Sun or partial afternoon shade.
All are winter hardy, but cold tolerance and chilling requirements vary with species. Choose regionally-adapted tree fruits, for example cherries in the north or peaches in the south.
In early spring, mulch over root zone with 1 to 2 inches of good compost. Mulch with grass clippings or straw.
Single Plants: 9′ 10″ (3.00m) each way (minimum)
Rows: 9′ 10″ (3.00m) with 9′ 10″ (3.00m) row gap (minimum)
Sow and Plant
Purchase dormant plants and set them out in early spring. Water thoroughly and mulch after planting new fruits.
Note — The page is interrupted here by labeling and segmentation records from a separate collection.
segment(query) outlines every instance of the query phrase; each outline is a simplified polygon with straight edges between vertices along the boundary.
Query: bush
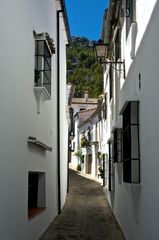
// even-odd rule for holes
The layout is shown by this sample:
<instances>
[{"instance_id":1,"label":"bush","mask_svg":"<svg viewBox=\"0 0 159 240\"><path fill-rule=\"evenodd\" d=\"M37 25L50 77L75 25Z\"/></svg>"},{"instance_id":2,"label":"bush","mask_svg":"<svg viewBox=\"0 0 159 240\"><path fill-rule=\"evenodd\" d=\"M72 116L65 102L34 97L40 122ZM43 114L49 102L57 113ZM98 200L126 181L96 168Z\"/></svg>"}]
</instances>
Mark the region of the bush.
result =
<instances>
[{"instance_id":1,"label":"bush","mask_svg":"<svg viewBox=\"0 0 159 240\"><path fill-rule=\"evenodd\" d=\"M81 171L81 165L80 164L77 165L77 171Z\"/></svg>"}]
</instances>

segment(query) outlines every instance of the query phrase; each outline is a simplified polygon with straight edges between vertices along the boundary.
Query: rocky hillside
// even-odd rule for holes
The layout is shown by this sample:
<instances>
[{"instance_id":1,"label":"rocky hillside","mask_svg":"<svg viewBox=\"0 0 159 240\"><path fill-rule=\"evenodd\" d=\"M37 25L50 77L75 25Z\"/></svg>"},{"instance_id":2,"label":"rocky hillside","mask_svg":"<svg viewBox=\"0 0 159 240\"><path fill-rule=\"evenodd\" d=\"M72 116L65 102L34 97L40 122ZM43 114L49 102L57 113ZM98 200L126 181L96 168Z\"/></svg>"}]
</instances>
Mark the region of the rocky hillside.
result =
<instances>
[{"instance_id":1,"label":"rocky hillside","mask_svg":"<svg viewBox=\"0 0 159 240\"><path fill-rule=\"evenodd\" d=\"M98 97L103 89L103 67L95 61L93 42L85 37L72 37L67 48L67 82L76 86L75 97Z\"/></svg>"}]
</instances>

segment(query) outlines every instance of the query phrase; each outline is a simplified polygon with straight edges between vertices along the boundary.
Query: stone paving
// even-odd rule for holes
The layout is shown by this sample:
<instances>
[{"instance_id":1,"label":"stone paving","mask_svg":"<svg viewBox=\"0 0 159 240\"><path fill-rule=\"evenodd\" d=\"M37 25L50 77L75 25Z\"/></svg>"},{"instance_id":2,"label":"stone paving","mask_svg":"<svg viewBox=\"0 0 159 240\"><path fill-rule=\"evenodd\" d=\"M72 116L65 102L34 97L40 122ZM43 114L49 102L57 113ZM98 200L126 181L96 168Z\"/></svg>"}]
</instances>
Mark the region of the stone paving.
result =
<instances>
[{"instance_id":1,"label":"stone paving","mask_svg":"<svg viewBox=\"0 0 159 240\"><path fill-rule=\"evenodd\" d=\"M70 188L62 213L39 240L125 240L102 186L70 170Z\"/></svg>"}]
</instances>

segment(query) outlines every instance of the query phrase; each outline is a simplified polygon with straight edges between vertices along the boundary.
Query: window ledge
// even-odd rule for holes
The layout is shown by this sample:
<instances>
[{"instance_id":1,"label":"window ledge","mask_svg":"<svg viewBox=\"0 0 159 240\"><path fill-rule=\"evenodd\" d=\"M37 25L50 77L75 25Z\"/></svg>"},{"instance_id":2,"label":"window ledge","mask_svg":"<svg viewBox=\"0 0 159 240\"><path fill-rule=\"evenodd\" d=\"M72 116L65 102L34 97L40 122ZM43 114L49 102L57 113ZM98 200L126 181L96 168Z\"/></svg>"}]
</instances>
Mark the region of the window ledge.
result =
<instances>
[{"instance_id":1,"label":"window ledge","mask_svg":"<svg viewBox=\"0 0 159 240\"><path fill-rule=\"evenodd\" d=\"M51 99L51 95L48 93L47 89L45 87L34 87L34 91L37 94L43 94L43 97L45 100Z\"/></svg>"},{"instance_id":2,"label":"window ledge","mask_svg":"<svg viewBox=\"0 0 159 240\"><path fill-rule=\"evenodd\" d=\"M37 101L37 113L41 112L41 101L47 101L51 99L51 95L48 93L45 87L34 87L34 93Z\"/></svg>"}]
</instances>

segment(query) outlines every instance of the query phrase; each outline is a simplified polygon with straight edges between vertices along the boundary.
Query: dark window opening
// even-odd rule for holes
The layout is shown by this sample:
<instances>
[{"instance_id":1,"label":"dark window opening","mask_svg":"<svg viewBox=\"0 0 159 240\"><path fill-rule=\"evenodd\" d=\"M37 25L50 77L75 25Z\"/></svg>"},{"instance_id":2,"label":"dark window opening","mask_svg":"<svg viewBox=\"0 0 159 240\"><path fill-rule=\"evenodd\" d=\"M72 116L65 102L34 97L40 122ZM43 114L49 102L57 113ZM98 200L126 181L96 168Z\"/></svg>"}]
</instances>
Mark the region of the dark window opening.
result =
<instances>
[{"instance_id":1,"label":"dark window opening","mask_svg":"<svg viewBox=\"0 0 159 240\"><path fill-rule=\"evenodd\" d=\"M121 162L122 159L122 129L114 131L114 163Z\"/></svg>"},{"instance_id":2,"label":"dark window opening","mask_svg":"<svg viewBox=\"0 0 159 240\"><path fill-rule=\"evenodd\" d=\"M121 30L119 29L115 39L115 61L121 59Z\"/></svg>"},{"instance_id":3,"label":"dark window opening","mask_svg":"<svg viewBox=\"0 0 159 240\"><path fill-rule=\"evenodd\" d=\"M136 0L126 0L126 38L132 22L135 21L135 1Z\"/></svg>"},{"instance_id":4,"label":"dark window opening","mask_svg":"<svg viewBox=\"0 0 159 240\"><path fill-rule=\"evenodd\" d=\"M114 166L113 166L113 142L110 141L108 143L109 145L109 178L108 178L108 190L113 191L114 190Z\"/></svg>"},{"instance_id":5,"label":"dark window opening","mask_svg":"<svg viewBox=\"0 0 159 240\"><path fill-rule=\"evenodd\" d=\"M114 85L114 79L113 79L113 68L110 66L109 69L109 100L113 98L113 85Z\"/></svg>"},{"instance_id":6,"label":"dark window opening","mask_svg":"<svg viewBox=\"0 0 159 240\"><path fill-rule=\"evenodd\" d=\"M35 87L44 87L51 96L51 53L45 40L35 40Z\"/></svg>"},{"instance_id":7,"label":"dark window opening","mask_svg":"<svg viewBox=\"0 0 159 240\"><path fill-rule=\"evenodd\" d=\"M28 173L28 217L45 209L45 173Z\"/></svg>"},{"instance_id":8,"label":"dark window opening","mask_svg":"<svg viewBox=\"0 0 159 240\"><path fill-rule=\"evenodd\" d=\"M123 112L123 181L140 183L139 102L129 102Z\"/></svg>"},{"instance_id":9,"label":"dark window opening","mask_svg":"<svg viewBox=\"0 0 159 240\"><path fill-rule=\"evenodd\" d=\"M107 119L107 94L104 95L104 103L103 103L103 119Z\"/></svg>"}]
</instances>

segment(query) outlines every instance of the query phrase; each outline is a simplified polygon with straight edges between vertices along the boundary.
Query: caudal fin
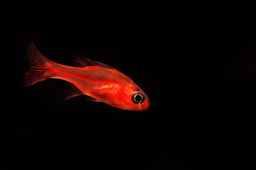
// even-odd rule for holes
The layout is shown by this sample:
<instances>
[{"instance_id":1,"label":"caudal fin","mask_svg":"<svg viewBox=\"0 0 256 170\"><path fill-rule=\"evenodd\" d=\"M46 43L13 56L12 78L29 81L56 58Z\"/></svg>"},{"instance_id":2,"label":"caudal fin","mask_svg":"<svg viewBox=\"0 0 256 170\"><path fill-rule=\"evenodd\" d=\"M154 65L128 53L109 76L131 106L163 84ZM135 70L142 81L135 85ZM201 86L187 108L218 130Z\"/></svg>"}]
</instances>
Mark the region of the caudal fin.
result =
<instances>
[{"instance_id":1,"label":"caudal fin","mask_svg":"<svg viewBox=\"0 0 256 170\"><path fill-rule=\"evenodd\" d=\"M25 86L28 86L48 79L50 60L43 56L32 42L28 45L27 55L31 68L25 74Z\"/></svg>"}]
</instances>

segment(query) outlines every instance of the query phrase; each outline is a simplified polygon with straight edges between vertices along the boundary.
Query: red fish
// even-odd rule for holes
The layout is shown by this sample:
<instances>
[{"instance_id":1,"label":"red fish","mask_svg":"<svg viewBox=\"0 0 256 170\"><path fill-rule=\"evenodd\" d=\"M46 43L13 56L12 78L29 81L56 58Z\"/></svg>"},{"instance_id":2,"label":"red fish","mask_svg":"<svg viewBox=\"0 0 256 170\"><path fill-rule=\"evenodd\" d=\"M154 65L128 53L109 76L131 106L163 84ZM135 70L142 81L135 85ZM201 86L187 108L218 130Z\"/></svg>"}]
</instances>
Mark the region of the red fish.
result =
<instances>
[{"instance_id":1,"label":"red fish","mask_svg":"<svg viewBox=\"0 0 256 170\"><path fill-rule=\"evenodd\" d=\"M28 47L30 70L25 74L25 85L31 86L48 79L60 79L72 83L65 99L79 95L89 96L123 110L146 110L149 99L128 76L105 64L80 55L75 60L76 67L57 64L43 55L30 42Z\"/></svg>"}]
</instances>

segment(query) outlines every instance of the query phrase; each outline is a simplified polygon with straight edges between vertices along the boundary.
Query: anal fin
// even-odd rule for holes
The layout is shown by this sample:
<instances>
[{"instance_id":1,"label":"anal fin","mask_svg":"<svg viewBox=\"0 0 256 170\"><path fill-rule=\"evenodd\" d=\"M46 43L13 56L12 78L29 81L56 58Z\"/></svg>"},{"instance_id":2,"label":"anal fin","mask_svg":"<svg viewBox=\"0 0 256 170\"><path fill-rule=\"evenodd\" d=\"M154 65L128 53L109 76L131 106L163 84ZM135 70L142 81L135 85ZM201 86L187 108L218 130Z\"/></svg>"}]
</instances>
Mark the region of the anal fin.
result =
<instances>
[{"instance_id":1,"label":"anal fin","mask_svg":"<svg viewBox=\"0 0 256 170\"><path fill-rule=\"evenodd\" d=\"M64 95L64 100L65 101L80 95L84 95L84 94L75 84L68 83L66 92Z\"/></svg>"}]
</instances>

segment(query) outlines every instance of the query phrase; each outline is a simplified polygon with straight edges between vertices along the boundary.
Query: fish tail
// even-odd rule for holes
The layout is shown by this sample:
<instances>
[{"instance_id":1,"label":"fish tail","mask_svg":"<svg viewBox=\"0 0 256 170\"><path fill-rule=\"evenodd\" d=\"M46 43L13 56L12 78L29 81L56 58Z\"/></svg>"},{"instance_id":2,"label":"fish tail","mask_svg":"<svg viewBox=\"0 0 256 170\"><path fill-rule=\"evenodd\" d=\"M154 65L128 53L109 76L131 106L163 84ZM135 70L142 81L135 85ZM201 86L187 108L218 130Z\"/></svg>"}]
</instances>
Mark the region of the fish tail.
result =
<instances>
[{"instance_id":1,"label":"fish tail","mask_svg":"<svg viewBox=\"0 0 256 170\"><path fill-rule=\"evenodd\" d=\"M49 79L49 67L52 62L43 55L32 42L28 45L27 55L31 67L25 74L25 86Z\"/></svg>"}]
</instances>

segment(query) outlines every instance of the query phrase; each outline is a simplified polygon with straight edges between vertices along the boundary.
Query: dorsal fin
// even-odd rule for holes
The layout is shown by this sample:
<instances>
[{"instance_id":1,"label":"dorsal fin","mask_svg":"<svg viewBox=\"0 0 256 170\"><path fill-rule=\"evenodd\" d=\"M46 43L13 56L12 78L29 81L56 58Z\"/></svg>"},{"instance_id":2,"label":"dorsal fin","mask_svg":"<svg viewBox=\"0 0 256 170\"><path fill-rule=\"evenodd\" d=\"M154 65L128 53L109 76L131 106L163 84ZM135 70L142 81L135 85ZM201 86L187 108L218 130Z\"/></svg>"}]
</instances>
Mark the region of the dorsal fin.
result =
<instances>
[{"instance_id":1,"label":"dorsal fin","mask_svg":"<svg viewBox=\"0 0 256 170\"><path fill-rule=\"evenodd\" d=\"M113 67L96 61L92 62L85 55L80 54L74 62L74 65L78 67L85 67L88 66L99 66L105 69L114 69Z\"/></svg>"},{"instance_id":2,"label":"dorsal fin","mask_svg":"<svg viewBox=\"0 0 256 170\"><path fill-rule=\"evenodd\" d=\"M101 67L103 67L103 68L106 68L106 69L114 69L113 67L112 67L111 66L109 66L106 64L104 64L104 63L102 63L102 62L96 62L96 61L93 61L93 62L97 65L97 66L100 66Z\"/></svg>"},{"instance_id":3,"label":"dorsal fin","mask_svg":"<svg viewBox=\"0 0 256 170\"><path fill-rule=\"evenodd\" d=\"M67 90L64 94L64 101L83 94L84 94L80 89L78 89L78 88L75 86L75 84L68 83Z\"/></svg>"},{"instance_id":4,"label":"dorsal fin","mask_svg":"<svg viewBox=\"0 0 256 170\"><path fill-rule=\"evenodd\" d=\"M96 66L96 64L90 60L85 55L80 54L75 60L74 65L78 67L85 67L87 66Z\"/></svg>"}]
</instances>

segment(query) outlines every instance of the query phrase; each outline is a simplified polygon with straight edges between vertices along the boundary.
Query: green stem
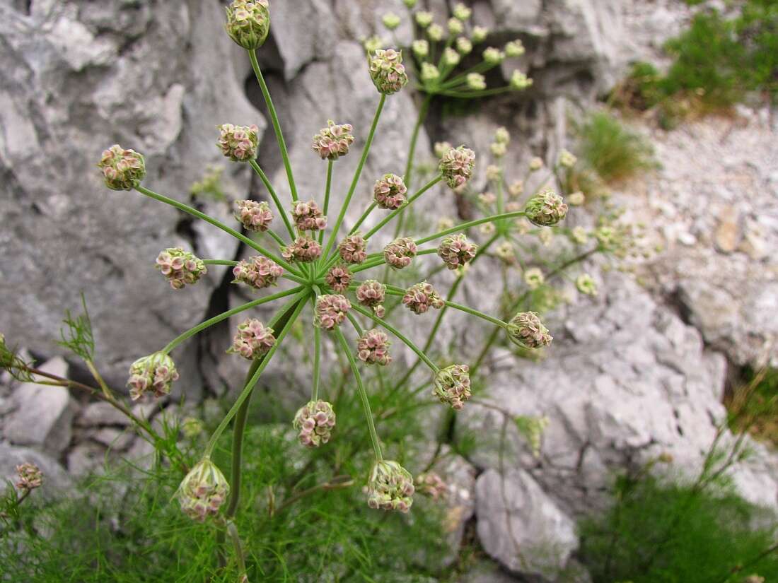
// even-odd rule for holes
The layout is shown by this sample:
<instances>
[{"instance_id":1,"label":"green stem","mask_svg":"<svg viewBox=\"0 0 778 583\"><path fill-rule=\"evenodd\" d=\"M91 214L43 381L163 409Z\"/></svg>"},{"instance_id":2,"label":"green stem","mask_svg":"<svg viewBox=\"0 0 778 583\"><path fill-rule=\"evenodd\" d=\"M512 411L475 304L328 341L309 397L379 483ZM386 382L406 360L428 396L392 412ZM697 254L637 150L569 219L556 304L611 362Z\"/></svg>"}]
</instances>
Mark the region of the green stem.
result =
<instances>
[{"instance_id":1,"label":"green stem","mask_svg":"<svg viewBox=\"0 0 778 583\"><path fill-rule=\"evenodd\" d=\"M363 316L367 316L379 326L381 326L382 327L386 328L387 330L391 332L395 337L400 339L400 340L402 341L403 344L405 344L408 348L415 352L416 355L424 361L424 364L426 364L427 366L429 367L430 370L432 370L433 373L437 374L437 372L440 369L435 365L435 363L433 362L431 360L429 360L429 358L427 358L427 355L425 354L423 352L422 352L421 350L419 350L418 346L413 344L413 342L412 342L408 338L407 338L397 328L395 328L385 320L381 319L372 312L369 312L368 310L365 309L364 308L362 308L361 306L354 305L352 304L351 309L356 310L356 312L359 312Z\"/></svg>"},{"instance_id":2,"label":"green stem","mask_svg":"<svg viewBox=\"0 0 778 583\"><path fill-rule=\"evenodd\" d=\"M226 225L225 225L225 224L223 224L222 222L219 222L219 221L217 221L213 217L209 216L208 215L205 215L205 213L200 212L196 208L193 208L192 207L190 207L188 204L184 204L183 202L179 202L178 201L176 201L175 199L173 199L173 198L169 198L169 197L164 196L163 194L159 194L154 192L153 190L149 190L148 188L145 188L145 187L144 187L142 186L138 185L135 188L135 190L138 190L138 192L141 193L142 194L145 194L145 196L149 197L149 198L153 198L153 199L155 199L156 201L159 201L160 202L163 202L166 204L170 204L171 207L175 207L176 208L179 209L180 211L184 211L184 212L187 213L189 215L191 215L193 217L197 217L198 218L200 218L200 219L205 221L205 222L210 223L211 225L212 225L215 227L218 227L219 229L220 229L223 231L224 231L226 233L232 235L233 237L235 237L239 241L241 241L241 242L246 243L247 246L249 246L250 247L251 247L252 249L254 249L255 251L257 251L260 255L264 255L268 259L269 259L269 260L271 260L272 261L275 261L279 265L280 265L282 267L283 267L284 269L286 269L287 271L289 271L290 273L295 274L296 275L300 275L301 274L296 269L295 269L293 267L292 267L289 264L286 263L281 257L278 257L276 255L274 255L273 253L270 253L270 251L268 251L268 250L265 249L261 246L258 245L254 241L252 241L251 239L249 239L248 237L247 237L245 235L243 235L242 233L239 233L234 229L230 229Z\"/></svg>"},{"instance_id":3,"label":"green stem","mask_svg":"<svg viewBox=\"0 0 778 583\"><path fill-rule=\"evenodd\" d=\"M362 407L365 412L365 418L367 420L367 429L370 434L370 442L373 443L373 451L375 452L376 460L380 462L384 459L384 456L381 455L381 446L378 442L378 433L376 431L376 424L373 421L373 411L370 410L370 402L367 398L367 391L365 390L365 386L362 382L359 368L357 366L356 361L354 360L354 355L351 354L351 348L349 346L349 343L346 342L345 337L343 336L343 333L341 332L340 328L338 326L335 326L335 333L338 335L341 348L345 353L346 358L349 359L349 365L351 366L352 372L354 373L354 378L356 379L359 399L362 400Z\"/></svg>"},{"instance_id":4,"label":"green stem","mask_svg":"<svg viewBox=\"0 0 778 583\"><path fill-rule=\"evenodd\" d=\"M380 222L379 222L376 226L374 226L373 229L371 229L370 231L368 231L367 234L365 235L365 239L367 240L368 239L370 239L370 237L372 237L373 235L375 235L380 229L382 229L384 227L384 225L386 225L387 222L389 222L391 220L392 220L398 215L401 214L408 207L411 206L411 204L413 204L414 201L415 201L417 198L419 198L420 196L422 196L422 194L423 194L424 193L426 193L427 190L429 190L433 186L435 186L436 184L437 184L442 180L443 180L443 176L441 174L438 174L436 176L435 176L435 178L433 178L429 182L428 182L426 184L425 184L423 187L422 187L422 188L419 189L419 190L415 194L414 194L412 197L411 197L410 198L408 199L408 202L406 202L405 204L403 204L399 208L398 208L398 209L396 209L394 211L392 211L391 213L389 213L388 215L387 215L386 217L384 217L384 219Z\"/></svg>"},{"instance_id":5,"label":"green stem","mask_svg":"<svg viewBox=\"0 0 778 583\"><path fill-rule=\"evenodd\" d=\"M286 141L284 140L284 134L281 131L281 124L279 123L279 116L275 113L275 107L273 106L273 99L270 96L268 86L265 82L262 72L259 68L259 62L257 61L257 51L249 51L248 58L251 61L251 67L254 68L254 74L257 76L259 87L262 90L262 96L265 97L265 103L268 106L268 112L270 113L270 119L273 124L273 131L275 132L275 139L279 142L279 149L281 151L281 159L284 162L284 168L286 169L286 178L289 182L289 189L292 191L292 200L297 200L297 187L294 183L294 176L292 174L292 165L289 163L289 155L286 150Z\"/></svg>"},{"instance_id":6,"label":"green stem","mask_svg":"<svg viewBox=\"0 0 778 583\"><path fill-rule=\"evenodd\" d=\"M332 243L335 243L335 239L338 237L338 231L340 229L340 225L345 218L345 212L349 209L349 204L351 202L352 197L354 196L354 191L356 190L356 185L359 182L359 176L362 176L362 169L365 167L365 162L367 160L367 155L370 152L373 138L376 135L376 128L378 127L378 120L381 117L381 111L384 110L384 104L386 103L386 95L381 93L380 100L378 102L378 107L376 109L376 114L373 117L373 124L370 126L370 132L367 134L367 141L365 142L365 148L362 151L362 158L359 159L359 163L357 165L356 171L354 173L354 178L351 181L351 187L349 189L349 194L346 194L345 201L343 201L343 205L341 207L340 215L338 215L338 221L335 222L335 226L332 228L332 232L330 233L330 237L327 240L327 246L321 254L322 257L328 257L330 250L332 249Z\"/></svg>"},{"instance_id":7,"label":"green stem","mask_svg":"<svg viewBox=\"0 0 778 583\"><path fill-rule=\"evenodd\" d=\"M270 183L270 180L268 178L268 176L265 173L256 160L251 160L249 163L251 165L254 172L259 175L259 178L265 184L265 187L268 189L268 192L270 194L270 197L273 199L273 202L275 203L275 208L279 209L279 215L281 215L281 218L283 219L284 225L286 225L286 231L289 232L289 236L293 241L295 238L294 228L292 226L292 223L289 222L289 218L286 215L286 211L284 210L283 205L281 204L281 201L279 199L279 195L275 192L275 189L273 188L273 185Z\"/></svg>"},{"instance_id":8,"label":"green stem","mask_svg":"<svg viewBox=\"0 0 778 583\"><path fill-rule=\"evenodd\" d=\"M173 351L177 346L180 344L184 340L192 337L193 336L194 336L194 334L202 332L202 330L213 326L214 324L218 324L219 322L225 320L227 318L230 318L230 316L235 316L235 314L239 314L241 312L244 312L247 309L251 309L251 308L254 308L258 305L261 305L262 304L267 303L268 302L273 302L274 300L280 299L281 298L286 298L287 295L293 295L294 294L298 294L302 291L303 288L298 286L293 289L286 290L286 292L279 292L277 294L268 295L265 298L260 298L259 299L255 299L252 302L249 302L248 303L239 305L237 308L233 308L232 309L228 310L226 312L223 312L219 316L215 316L212 318L205 320L205 322L202 322L197 326L195 326L194 328L190 328L183 334L177 337L175 340L171 340L170 344L167 344L167 346L166 346L160 351L160 352L163 352L166 354L170 354L170 352Z\"/></svg>"},{"instance_id":9,"label":"green stem","mask_svg":"<svg viewBox=\"0 0 778 583\"><path fill-rule=\"evenodd\" d=\"M307 292L303 292L305 294ZM279 334L278 338L275 340L275 344L273 344L272 347L268 351L268 353L262 357L261 364L258 367L257 371L254 372L254 376L251 377L251 380L246 383L246 386L244 387L243 391L238 396L233 407L227 412L227 414L222 420L222 422L219 424L219 427L211 435L211 438L208 442L208 445L205 446L205 452L204 456L209 456L213 452L213 449L216 446L216 442L219 441L219 438L221 437L224 430L226 428L227 425L230 424L230 421L232 421L233 417L238 412L240 406L248 398L249 395L251 394L251 391L254 390L254 385L257 384L257 381L259 380L260 375L265 371L265 367L270 363L270 361L273 358L273 354L275 354L275 351L279 349L281 344L283 342L284 338L286 337L286 334L289 333L289 330L292 328L292 324L294 323L295 320L297 319L297 316L300 312L303 310L303 306L305 305L304 302L305 297L303 294L300 295L300 301L297 302L296 306L294 309L294 312L292 316L289 318L289 322L281 330L281 333Z\"/></svg>"},{"instance_id":10,"label":"green stem","mask_svg":"<svg viewBox=\"0 0 778 583\"><path fill-rule=\"evenodd\" d=\"M330 208L330 191L332 189L332 160L327 161L327 186L324 187L324 208L322 214L326 217ZM324 230L319 231L319 244L324 240Z\"/></svg>"}]
</instances>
Obtain local expertise before choosing which fruits to grow. University-based breeding programs have developed many great-tasting, disease-resistant varieties. Thin out fruit four weeks after the tree has blossomed and prune the tree in late fall. You can add a variety of this tree to label what it is and specify spacing or planting times.
Let experience be your teacher — taste fruits often as they approach ripeness. Bumper crops can be frozen, dried, or made into jams and jellies.
Protect the trunks of young trees from borers and sunscald with loose tree wrapping.